Partition Node

Partition nodes are used to generate a partition field that splits the data into separate subsets or samples for the training, testing, and validation stages of model building. By using one sample to generate the model and a separate sample to test it, you can get a good indication of how well the model will generalize to larger datasets that are similar to the current data.

The Partition node generates a nominal field with the role set to Partition. Alternatively, if an appropriate field already exists in your data, it can be designated as a partition using a Type node. In this case, no separate Partition node is required. Any instantiated nominal field with two or three values can be used as a partition, but flag fields cannot be used. See the topic Setting the field role for more information.

Multiple partition fields can be defined in a stream, but if so, a single partition field must be selected on the Fields tab in each modeling node that uses partitioning. (If only one partition is present, it is automatically used whenever partitioning is enabled.)

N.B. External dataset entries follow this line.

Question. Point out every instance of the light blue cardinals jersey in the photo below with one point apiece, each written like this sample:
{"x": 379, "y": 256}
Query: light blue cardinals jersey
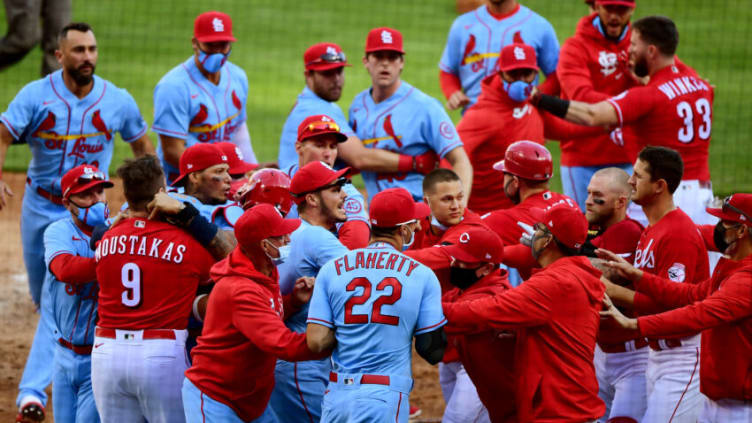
{"x": 376, "y": 299}
{"x": 307, "y": 104}
{"x": 74, "y": 306}
{"x": 64, "y": 131}
{"x": 188, "y": 106}
{"x": 476, "y": 39}
{"x": 355, "y": 204}
{"x": 310, "y": 248}
{"x": 409, "y": 122}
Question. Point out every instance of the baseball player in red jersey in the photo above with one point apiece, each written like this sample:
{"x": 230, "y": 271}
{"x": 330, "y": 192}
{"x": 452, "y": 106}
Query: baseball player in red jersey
{"x": 148, "y": 273}
{"x": 502, "y": 116}
{"x": 444, "y": 193}
{"x": 232, "y": 375}
{"x": 673, "y": 110}
{"x": 556, "y": 313}
{"x": 487, "y": 357}
{"x": 620, "y": 355}
{"x": 527, "y": 168}
{"x": 670, "y": 247}
{"x": 593, "y": 67}
{"x": 719, "y": 306}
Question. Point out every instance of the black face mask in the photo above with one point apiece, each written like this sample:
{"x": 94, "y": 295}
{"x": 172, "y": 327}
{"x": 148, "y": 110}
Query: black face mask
{"x": 719, "y": 237}
{"x": 463, "y": 278}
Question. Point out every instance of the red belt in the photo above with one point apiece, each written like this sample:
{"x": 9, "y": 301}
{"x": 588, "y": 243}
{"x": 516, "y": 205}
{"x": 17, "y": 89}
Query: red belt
{"x": 365, "y": 379}
{"x": 147, "y": 333}
{"x": 624, "y": 346}
{"x": 669, "y": 343}
{"x": 78, "y": 349}
{"x": 52, "y": 198}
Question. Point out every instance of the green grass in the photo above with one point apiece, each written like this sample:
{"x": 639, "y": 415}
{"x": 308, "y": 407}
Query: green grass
{"x": 141, "y": 40}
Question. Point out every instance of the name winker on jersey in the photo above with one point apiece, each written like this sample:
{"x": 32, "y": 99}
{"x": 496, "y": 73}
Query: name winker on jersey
{"x": 141, "y": 246}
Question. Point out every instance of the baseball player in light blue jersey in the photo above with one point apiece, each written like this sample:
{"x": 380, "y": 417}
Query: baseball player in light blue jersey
{"x": 71, "y": 283}
{"x": 68, "y": 118}
{"x": 396, "y": 116}
{"x": 317, "y": 189}
{"x": 202, "y": 100}
{"x": 475, "y": 40}
{"x": 325, "y": 77}
{"x": 368, "y": 304}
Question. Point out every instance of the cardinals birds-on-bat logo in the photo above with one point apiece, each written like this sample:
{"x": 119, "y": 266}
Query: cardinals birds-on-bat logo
{"x": 236, "y": 101}
{"x": 201, "y": 116}
{"x": 47, "y": 124}
{"x": 96, "y": 120}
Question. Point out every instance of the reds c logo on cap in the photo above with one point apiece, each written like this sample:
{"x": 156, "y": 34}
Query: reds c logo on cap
{"x": 386, "y": 37}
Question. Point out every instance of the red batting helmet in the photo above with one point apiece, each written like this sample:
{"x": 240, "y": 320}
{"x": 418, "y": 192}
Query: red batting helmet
{"x": 527, "y": 160}
{"x": 270, "y": 186}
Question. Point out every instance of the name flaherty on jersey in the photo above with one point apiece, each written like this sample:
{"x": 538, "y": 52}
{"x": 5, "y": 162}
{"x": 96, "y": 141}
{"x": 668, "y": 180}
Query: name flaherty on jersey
{"x": 141, "y": 246}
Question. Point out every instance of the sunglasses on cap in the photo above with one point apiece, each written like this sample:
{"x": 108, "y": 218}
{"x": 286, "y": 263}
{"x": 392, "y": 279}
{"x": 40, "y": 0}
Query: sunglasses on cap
{"x": 323, "y": 126}
{"x": 727, "y": 206}
{"x": 329, "y": 57}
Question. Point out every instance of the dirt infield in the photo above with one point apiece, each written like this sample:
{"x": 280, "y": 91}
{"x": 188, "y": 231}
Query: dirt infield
{"x": 19, "y": 319}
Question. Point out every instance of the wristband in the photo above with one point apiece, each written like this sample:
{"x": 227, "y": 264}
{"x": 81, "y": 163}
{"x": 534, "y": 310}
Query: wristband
{"x": 554, "y": 105}
{"x": 202, "y": 230}
{"x": 406, "y": 163}
{"x": 195, "y": 307}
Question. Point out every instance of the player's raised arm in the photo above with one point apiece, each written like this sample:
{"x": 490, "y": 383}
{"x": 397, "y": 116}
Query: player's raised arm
{"x": 6, "y": 139}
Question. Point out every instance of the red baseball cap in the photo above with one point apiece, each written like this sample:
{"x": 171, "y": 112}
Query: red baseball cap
{"x": 324, "y": 56}
{"x": 517, "y": 56}
{"x": 384, "y": 38}
{"x": 565, "y": 222}
{"x": 313, "y": 177}
{"x": 392, "y": 207}
{"x": 628, "y": 3}
{"x": 213, "y": 26}
{"x": 261, "y": 222}
{"x": 81, "y": 178}
{"x": 319, "y": 125}
{"x": 735, "y": 208}
{"x": 235, "y": 159}
{"x": 199, "y": 157}
{"x": 477, "y": 245}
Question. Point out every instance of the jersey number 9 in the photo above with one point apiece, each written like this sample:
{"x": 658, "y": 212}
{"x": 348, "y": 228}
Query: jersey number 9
{"x": 130, "y": 276}
{"x": 382, "y": 300}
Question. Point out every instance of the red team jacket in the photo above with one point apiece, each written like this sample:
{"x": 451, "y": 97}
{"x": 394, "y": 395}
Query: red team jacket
{"x": 621, "y": 238}
{"x": 557, "y": 314}
{"x": 592, "y": 69}
{"x": 148, "y": 273}
{"x": 674, "y": 110}
{"x": 487, "y": 357}
{"x": 242, "y": 338}
{"x": 493, "y": 123}
{"x": 723, "y": 305}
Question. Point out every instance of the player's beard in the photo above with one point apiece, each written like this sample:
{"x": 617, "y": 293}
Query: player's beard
{"x": 641, "y": 67}
{"x": 80, "y": 78}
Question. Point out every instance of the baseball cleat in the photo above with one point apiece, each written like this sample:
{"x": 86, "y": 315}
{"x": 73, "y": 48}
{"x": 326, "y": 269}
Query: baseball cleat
{"x": 30, "y": 413}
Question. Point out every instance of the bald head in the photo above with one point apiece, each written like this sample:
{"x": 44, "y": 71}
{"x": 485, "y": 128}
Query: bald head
{"x": 608, "y": 197}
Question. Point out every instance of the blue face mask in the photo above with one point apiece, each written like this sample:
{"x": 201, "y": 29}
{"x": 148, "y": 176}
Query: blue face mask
{"x": 96, "y": 214}
{"x": 519, "y": 91}
{"x": 212, "y": 62}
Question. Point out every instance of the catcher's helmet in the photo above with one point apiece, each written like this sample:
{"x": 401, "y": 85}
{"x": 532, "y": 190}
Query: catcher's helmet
{"x": 527, "y": 160}
{"x": 270, "y": 186}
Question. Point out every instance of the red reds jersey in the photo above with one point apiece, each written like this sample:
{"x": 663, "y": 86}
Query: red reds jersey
{"x": 148, "y": 273}
{"x": 593, "y": 68}
{"x": 722, "y": 308}
{"x": 490, "y": 126}
{"x": 674, "y": 110}
{"x": 672, "y": 248}
{"x": 620, "y": 238}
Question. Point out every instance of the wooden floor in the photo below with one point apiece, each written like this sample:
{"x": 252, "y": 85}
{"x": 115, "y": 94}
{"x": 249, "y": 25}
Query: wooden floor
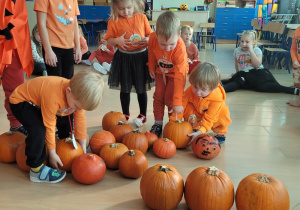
{"x": 263, "y": 138}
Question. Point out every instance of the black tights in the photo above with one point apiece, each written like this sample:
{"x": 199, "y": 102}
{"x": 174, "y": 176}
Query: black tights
{"x": 125, "y": 102}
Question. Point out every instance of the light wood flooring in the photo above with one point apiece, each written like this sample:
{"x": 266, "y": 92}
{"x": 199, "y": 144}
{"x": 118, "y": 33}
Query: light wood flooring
{"x": 263, "y": 138}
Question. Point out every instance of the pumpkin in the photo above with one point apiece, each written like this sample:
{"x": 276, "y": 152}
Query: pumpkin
{"x": 178, "y": 132}
{"x": 120, "y": 130}
{"x": 136, "y": 140}
{"x": 208, "y": 188}
{"x": 88, "y": 168}
{"x": 161, "y": 187}
{"x": 111, "y": 154}
{"x": 184, "y": 7}
{"x": 261, "y": 191}
{"x": 133, "y": 164}
{"x": 99, "y": 139}
{"x": 151, "y": 137}
{"x": 111, "y": 119}
{"x": 164, "y": 148}
{"x": 206, "y": 146}
{"x": 67, "y": 153}
{"x": 9, "y": 143}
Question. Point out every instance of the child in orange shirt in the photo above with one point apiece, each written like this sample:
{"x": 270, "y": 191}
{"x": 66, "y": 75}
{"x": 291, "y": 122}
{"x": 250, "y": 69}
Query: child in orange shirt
{"x": 128, "y": 29}
{"x": 36, "y": 108}
{"x": 169, "y": 66}
{"x": 191, "y": 48}
{"x": 204, "y": 102}
{"x": 104, "y": 54}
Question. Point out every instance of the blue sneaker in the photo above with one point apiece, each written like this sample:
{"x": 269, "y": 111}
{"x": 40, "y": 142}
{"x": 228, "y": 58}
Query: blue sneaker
{"x": 48, "y": 175}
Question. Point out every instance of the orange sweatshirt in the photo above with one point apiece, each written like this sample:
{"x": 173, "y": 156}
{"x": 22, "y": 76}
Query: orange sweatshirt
{"x": 49, "y": 93}
{"x": 210, "y": 111}
{"x": 174, "y": 63}
{"x": 295, "y": 48}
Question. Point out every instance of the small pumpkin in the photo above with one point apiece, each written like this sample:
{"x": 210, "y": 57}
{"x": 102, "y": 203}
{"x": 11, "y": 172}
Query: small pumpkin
{"x": 99, "y": 139}
{"x": 111, "y": 154}
{"x": 9, "y": 143}
{"x": 208, "y": 188}
{"x": 136, "y": 140}
{"x": 88, "y": 168}
{"x": 120, "y": 130}
{"x": 164, "y": 148}
{"x": 67, "y": 153}
{"x": 161, "y": 187}
{"x": 111, "y": 119}
{"x": 178, "y": 132}
{"x": 151, "y": 137}
{"x": 206, "y": 146}
{"x": 133, "y": 164}
{"x": 261, "y": 191}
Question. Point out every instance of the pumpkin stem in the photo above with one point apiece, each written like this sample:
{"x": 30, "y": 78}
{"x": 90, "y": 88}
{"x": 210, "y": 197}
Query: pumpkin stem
{"x": 263, "y": 179}
{"x": 214, "y": 171}
{"x": 164, "y": 169}
{"x": 131, "y": 152}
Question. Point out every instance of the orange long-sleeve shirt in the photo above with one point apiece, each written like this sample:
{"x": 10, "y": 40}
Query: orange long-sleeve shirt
{"x": 295, "y": 48}
{"x": 174, "y": 63}
{"x": 210, "y": 111}
{"x": 49, "y": 93}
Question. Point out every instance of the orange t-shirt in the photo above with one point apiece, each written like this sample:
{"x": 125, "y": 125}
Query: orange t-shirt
{"x": 133, "y": 26}
{"x": 60, "y": 21}
{"x": 174, "y": 63}
{"x": 49, "y": 93}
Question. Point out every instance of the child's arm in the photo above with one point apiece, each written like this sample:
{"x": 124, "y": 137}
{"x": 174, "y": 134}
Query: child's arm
{"x": 50, "y": 57}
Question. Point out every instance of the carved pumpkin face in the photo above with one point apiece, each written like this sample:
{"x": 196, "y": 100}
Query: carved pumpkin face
{"x": 206, "y": 147}
{"x": 184, "y": 7}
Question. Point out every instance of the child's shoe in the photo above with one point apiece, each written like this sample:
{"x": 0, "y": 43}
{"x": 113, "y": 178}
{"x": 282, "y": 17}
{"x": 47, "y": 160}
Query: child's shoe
{"x": 86, "y": 62}
{"x": 47, "y": 174}
{"x": 99, "y": 68}
{"x": 106, "y": 66}
{"x": 140, "y": 120}
{"x": 156, "y": 129}
{"x": 20, "y": 129}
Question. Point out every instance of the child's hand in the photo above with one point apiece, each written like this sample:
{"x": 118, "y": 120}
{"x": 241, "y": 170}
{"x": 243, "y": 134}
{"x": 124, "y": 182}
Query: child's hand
{"x": 122, "y": 42}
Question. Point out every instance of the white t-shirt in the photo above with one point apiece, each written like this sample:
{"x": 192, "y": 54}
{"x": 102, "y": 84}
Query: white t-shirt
{"x": 244, "y": 59}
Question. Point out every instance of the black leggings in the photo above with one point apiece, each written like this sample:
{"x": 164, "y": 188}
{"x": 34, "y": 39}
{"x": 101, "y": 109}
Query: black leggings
{"x": 260, "y": 80}
{"x": 125, "y": 102}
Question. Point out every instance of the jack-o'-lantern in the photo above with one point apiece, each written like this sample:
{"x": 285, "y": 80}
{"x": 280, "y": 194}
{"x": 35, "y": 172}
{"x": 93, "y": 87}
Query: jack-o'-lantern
{"x": 206, "y": 146}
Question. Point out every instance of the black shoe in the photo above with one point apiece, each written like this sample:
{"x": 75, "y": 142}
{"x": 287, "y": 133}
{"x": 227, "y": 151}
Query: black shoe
{"x": 20, "y": 129}
{"x": 156, "y": 129}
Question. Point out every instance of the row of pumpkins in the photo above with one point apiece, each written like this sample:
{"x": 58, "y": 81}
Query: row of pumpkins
{"x": 120, "y": 148}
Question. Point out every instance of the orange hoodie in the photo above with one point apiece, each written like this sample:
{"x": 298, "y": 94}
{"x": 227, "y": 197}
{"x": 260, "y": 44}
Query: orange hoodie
{"x": 211, "y": 112}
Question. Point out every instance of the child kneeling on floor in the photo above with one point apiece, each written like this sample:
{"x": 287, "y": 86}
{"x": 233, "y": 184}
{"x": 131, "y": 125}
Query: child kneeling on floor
{"x": 204, "y": 103}
{"x": 38, "y": 102}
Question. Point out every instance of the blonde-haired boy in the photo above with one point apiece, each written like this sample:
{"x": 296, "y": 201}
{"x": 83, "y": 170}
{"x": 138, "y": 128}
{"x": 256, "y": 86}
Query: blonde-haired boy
{"x": 204, "y": 102}
{"x": 39, "y": 102}
{"x": 167, "y": 62}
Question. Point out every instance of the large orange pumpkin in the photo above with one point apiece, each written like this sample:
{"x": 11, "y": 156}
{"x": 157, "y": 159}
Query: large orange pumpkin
{"x": 206, "y": 146}
{"x": 161, "y": 187}
{"x": 136, "y": 140}
{"x": 111, "y": 154}
{"x": 178, "y": 132}
{"x": 9, "y": 143}
{"x": 99, "y": 139}
{"x": 120, "y": 130}
{"x": 111, "y": 119}
{"x": 133, "y": 164}
{"x": 88, "y": 168}
{"x": 208, "y": 188}
{"x": 67, "y": 153}
{"x": 261, "y": 191}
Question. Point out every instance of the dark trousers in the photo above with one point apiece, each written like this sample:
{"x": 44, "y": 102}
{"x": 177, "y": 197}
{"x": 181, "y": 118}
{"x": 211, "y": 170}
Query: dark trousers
{"x": 32, "y": 120}
{"x": 65, "y": 63}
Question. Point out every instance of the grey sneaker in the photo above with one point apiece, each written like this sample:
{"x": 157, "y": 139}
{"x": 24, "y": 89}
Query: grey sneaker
{"x": 48, "y": 175}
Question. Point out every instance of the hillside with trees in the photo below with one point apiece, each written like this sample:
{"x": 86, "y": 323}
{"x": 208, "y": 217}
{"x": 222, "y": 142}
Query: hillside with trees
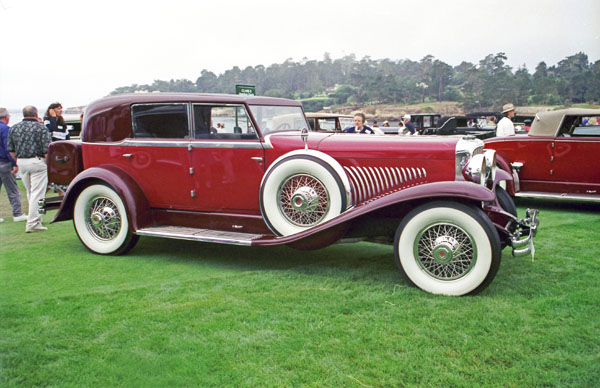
{"x": 350, "y": 81}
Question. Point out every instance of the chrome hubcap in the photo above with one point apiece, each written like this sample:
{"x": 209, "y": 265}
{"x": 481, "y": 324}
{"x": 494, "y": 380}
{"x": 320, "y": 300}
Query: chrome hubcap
{"x": 104, "y": 220}
{"x": 303, "y": 200}
{"x": 445, "y": 251}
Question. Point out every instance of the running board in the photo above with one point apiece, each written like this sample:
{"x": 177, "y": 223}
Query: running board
{"x": 576, "y": 197}
{"x": 195, "y": 234}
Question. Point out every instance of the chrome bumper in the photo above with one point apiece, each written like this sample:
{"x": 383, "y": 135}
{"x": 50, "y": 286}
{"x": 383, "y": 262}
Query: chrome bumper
{"x": 521, "y": 240}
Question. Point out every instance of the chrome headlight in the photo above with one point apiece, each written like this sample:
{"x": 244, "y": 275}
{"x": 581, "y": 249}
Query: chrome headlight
{"x": 476, "y": 169}
{"x": 466, "y": 148}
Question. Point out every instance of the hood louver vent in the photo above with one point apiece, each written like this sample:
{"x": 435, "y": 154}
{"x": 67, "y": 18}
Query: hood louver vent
{"x": 371, "y": 182}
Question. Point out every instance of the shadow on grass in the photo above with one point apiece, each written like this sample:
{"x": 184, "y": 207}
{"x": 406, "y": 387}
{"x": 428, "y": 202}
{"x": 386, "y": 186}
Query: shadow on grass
{"x": 363, "y": 259}
{"x": 558, "y": 204}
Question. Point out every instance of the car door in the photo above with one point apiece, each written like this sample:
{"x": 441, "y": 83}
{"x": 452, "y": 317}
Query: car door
{"x": 157, "y": 154}
{"x": 576, "y": 158}
{"x": 226, "y": 159}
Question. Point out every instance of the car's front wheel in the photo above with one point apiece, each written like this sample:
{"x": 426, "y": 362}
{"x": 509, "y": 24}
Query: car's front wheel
{"x": 100, "y": 220}
{"x": 447, "y": 248}
{"x": 301, "y": 192}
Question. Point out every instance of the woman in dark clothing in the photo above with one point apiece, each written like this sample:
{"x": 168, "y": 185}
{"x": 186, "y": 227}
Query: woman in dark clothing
{"x": 55, "y": 123}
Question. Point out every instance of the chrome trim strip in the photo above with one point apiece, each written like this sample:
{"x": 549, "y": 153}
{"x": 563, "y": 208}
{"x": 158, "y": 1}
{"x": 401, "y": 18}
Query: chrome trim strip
{"x": 399, "y": 175}
{"x": 366, "y": 180}
{"x": 363, "y": 184}
{"x": 389, "y": 176}
{"x": 371, "y": 180}
{"x": 193, "y": 143}
{"x": 204, "y": 235}
{"x": 251, "y": 144}
{"x": 354, "y": 182}
{"x": 393, "y": 176}
{"x": 385, "y": 178}
{"x": 565, "y": 196}
{"x": 377, "y": 180}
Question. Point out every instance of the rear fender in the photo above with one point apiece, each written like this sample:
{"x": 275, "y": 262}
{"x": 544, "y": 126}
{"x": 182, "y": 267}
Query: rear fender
{"x": 138, "y": 209}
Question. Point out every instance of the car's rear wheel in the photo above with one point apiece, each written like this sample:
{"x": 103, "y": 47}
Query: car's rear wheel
{"x": 447, "y": 248}
{"x": 100, "y": 220}
{"x": 299, "y": 193}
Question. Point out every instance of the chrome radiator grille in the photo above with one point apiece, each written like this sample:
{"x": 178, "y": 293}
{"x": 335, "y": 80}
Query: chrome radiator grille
{"x": 371, "y": 182}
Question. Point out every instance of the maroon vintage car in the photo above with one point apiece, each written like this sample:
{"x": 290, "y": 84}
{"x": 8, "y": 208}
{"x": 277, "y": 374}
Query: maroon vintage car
{"x": 244, "y": 170}
{"x": 558, "y": 158}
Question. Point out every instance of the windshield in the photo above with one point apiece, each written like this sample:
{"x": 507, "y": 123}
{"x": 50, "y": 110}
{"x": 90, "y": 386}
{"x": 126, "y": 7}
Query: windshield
{"x": 346, "y": 122}
{"x": 278, "y": 118}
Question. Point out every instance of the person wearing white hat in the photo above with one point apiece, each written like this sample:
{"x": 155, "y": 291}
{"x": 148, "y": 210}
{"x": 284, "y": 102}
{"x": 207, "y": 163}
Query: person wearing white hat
{"x": 408, "y": 124}
{"x": 505, "y": 126}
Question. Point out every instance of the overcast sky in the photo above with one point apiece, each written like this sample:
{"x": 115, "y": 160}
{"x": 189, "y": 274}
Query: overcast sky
{"x": 75, "y": 51}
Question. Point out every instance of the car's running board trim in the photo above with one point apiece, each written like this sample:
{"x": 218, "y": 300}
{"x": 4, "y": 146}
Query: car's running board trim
{"x": 577, "y": 197}
{"x": 196, "y": 234}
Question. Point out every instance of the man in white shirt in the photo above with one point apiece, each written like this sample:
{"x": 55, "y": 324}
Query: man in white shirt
{"x": 505, "y": 126}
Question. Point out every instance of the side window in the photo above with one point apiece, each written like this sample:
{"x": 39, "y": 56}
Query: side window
{"x": 222, "y": 122}
{"x": 327, "y": 124}
{"x": 166, "y": 121}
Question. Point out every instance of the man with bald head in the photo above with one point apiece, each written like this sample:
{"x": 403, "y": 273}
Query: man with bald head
{"x": 28, "y": 144}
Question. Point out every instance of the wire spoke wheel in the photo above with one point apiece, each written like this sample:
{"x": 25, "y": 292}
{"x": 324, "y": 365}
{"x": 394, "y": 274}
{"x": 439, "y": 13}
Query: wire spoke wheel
{"x": 303, "y": 200}
{"x": 100, "y": 220}
{"x": 447, "y": 248}
{"x": 301, "y": 192}
{"x": 103, "y": 219}
{"x": 445, "y": 251}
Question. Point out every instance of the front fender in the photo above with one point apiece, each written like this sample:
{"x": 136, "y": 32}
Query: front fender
{"x": 468, "y": 191}
{"x": 504, "y": 163}
{"x": 138, "y": 209}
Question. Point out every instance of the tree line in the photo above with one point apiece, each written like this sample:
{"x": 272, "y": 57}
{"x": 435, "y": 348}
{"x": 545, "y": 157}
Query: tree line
{"x": 348, "y": 80}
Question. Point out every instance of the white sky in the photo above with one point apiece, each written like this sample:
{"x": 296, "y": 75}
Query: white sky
{"x": 75, "y": 51}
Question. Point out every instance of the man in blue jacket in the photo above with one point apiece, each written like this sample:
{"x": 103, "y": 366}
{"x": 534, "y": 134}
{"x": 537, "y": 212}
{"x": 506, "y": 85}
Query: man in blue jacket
{"x": 8, "y": 169}
{"x": 359, "y": 125}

Enabling partitioning. To use the partition in an analysis, partitioning must be enabled on the Model Options tab in the appropriate model-building or analysis node. Deselecting this option makes it possible to disable partitioning without removing the field.

To create a partition field based on some other criterion such as a date range or location, you can also use a Derive node. See the topic Derive node for more information.

Example. When building an RFM stream to identify recent customers who have positively responded to previous marketing campaigns, the marketing department of a sales company uses a Partition node to split the data into training and test partitions.